Endodonti, diş hekimliğinin diş köklerindeki hastalıklarıyla uğraşan bilim dalı olarak tanımlanır. Doku, sinir ve kan damarlarından oluşan pulpa (dişin özü, sinirleri) dişi ilk çıktığında besler. Diş olgunlaştığında ise pulpa güvenle alınabilir ve böylece kök kanalları ve diş korunur. Bunun sebebi dişin aynı zamanda çevreleyen damarlarla da beslenebilmesidir. Pulpanın alınması işlemine endodontik tedavi denir ve genelde kök kanal tedavi olarak bilinir.Kök kanal tedavileri en yaygın diş tedavileri arasındadır.
Kök Kanal Tedavisi
Kök kanal tedavisine genelde iki sebepten dolayı ihtiyaç duyulur. Enfeksiyon ve pulpada geri dönülemez hasar. Tedavi edilmemiş çürükler, pulpa enfeksiyonunun ana sebepleri olarak karşımıza çıkar. Tedavi edilmemiş çürük, mine ve dentin tabakasını aşarak kök kanallarına bakterilerin sızmasına sebep olur. Dişin içindeki enfeksiyonlar antibiyotiğe maalesef cevap vermez. Enfeksiyonun yol açtığı şişme, dişe kan akışını yavaşlatır ve böylece kandaki antibiyotikler enfeksiyon bölgesine ulaşamazlar. Azalan kan akışı aynı zamanda pulpanın kendini iyileştirmesini de engeller.
Pulpa aynı zamanda travma, kırık ve üst üste yapılan dolgular gibi yoğun diş tedavileri dolayısıyla da hasar görebilir. Bazen, normal bir diş işlemi bile pulpanın şişmesini sağlayabilir. Örneğin, bazen dişi kurona hazırlarken de kanal tedavisine ihtiyaç olur. Pulpanın şiştiği ama enfekte olmadığı çoğu durumda diş iyileşir ve eski haline döner. Bazen kanal tedavi öncesi bu durumu gözlemlenebilir. Bazen ise maalesef şişme, acı vererek enfeksiyon meydana gelebilir. Bu tamamen dişin durumuna ve hastanın dişine bakım ve temizlik alışkanlıklarına bağlı olur.
Ön Diş Kanal Tedavisi
Ön dişler estetik açıdan en önemli dişlerdir. Ön dişler daha fazla kullanıldığı için birçok sebepten hasar alabilir. Bu sebeple de ön diş kanal tedavisine ihtiyaç duyulur. Şayet dişe dokunulduğunda veya aşırı sıcak ve soğuk teması söz konusu olduğunda bir kaç saniyeden uzun süreli ağrı yapıyorsa, problemli diş çevresinde şişlik, renk değişikliği ya da kırık diş söz konusu ise mutlaka vakit kaybetmeden bir muayeneye başvurmak gerekir. Dişin durumuna göre çeşitli durumlarda kanal tedavisi yapılması gerekebilir.

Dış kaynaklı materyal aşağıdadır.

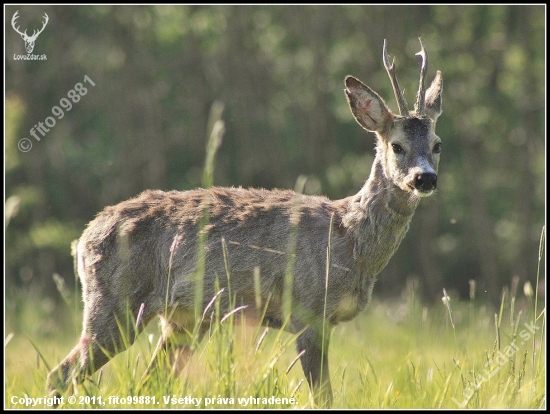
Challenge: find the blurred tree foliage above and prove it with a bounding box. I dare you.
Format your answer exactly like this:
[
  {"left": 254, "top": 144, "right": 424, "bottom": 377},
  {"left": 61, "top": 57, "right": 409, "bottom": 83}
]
[{"left": 4, "top": 5, "right": 546, "bottom": 308}]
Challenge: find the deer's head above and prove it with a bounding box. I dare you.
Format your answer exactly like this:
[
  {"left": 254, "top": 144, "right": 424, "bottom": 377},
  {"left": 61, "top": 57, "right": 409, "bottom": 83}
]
[
  {"left": 11, "top": 10, "right": 50, "bottom": 53},
  {"left": 345, "top": 39, "right": 443, "bottom": 197}
]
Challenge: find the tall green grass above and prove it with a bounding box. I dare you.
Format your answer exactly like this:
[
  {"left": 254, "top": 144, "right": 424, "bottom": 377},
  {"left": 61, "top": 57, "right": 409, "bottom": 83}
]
[
  {"left": 5, "top": 270, "right": 546, "bottom": 409},
  {"left": 4, "top": 100, "right": 546, "bottom": 409}
]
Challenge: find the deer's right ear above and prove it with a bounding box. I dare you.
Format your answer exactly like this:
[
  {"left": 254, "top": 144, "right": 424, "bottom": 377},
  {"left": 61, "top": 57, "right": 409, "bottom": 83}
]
[{"left": 344, "top": 76, "right": 395, "bottom": 132}]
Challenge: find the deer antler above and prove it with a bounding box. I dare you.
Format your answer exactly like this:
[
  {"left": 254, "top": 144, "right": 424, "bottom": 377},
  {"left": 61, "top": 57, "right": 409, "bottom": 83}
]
[
  {"left": 382, "top": 39, "right": 409, "bottom": 116},
  {"left": 11, "top": 10, "right": 27, "bottom": 36},
  {"left": 11, "top": 10, "right": 50, "bottom": 42},
  {"left": 414, "top": 37, "right": 428, "bottom": 116},
  {"left": 31, "top": 13, "right": 50, "bottom": 39}
]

Şayet dişte enfeksiyon söz konusu ise enfeksiyonun tedavi edilebilmesi için bir kaç seansta kapatılması daha sağlıklı olabilir. Ön diş tedavilerinde, dişin pozisyona bağlı olarak tedavi zorlaşabilmektedir. Dişte kıvrımlı kanal mevcut ise bu durum zaman alacaktır. Şayet komplike bir durum söz konusu değilse, kanal tedavisi bir seansta tamamlanabilir.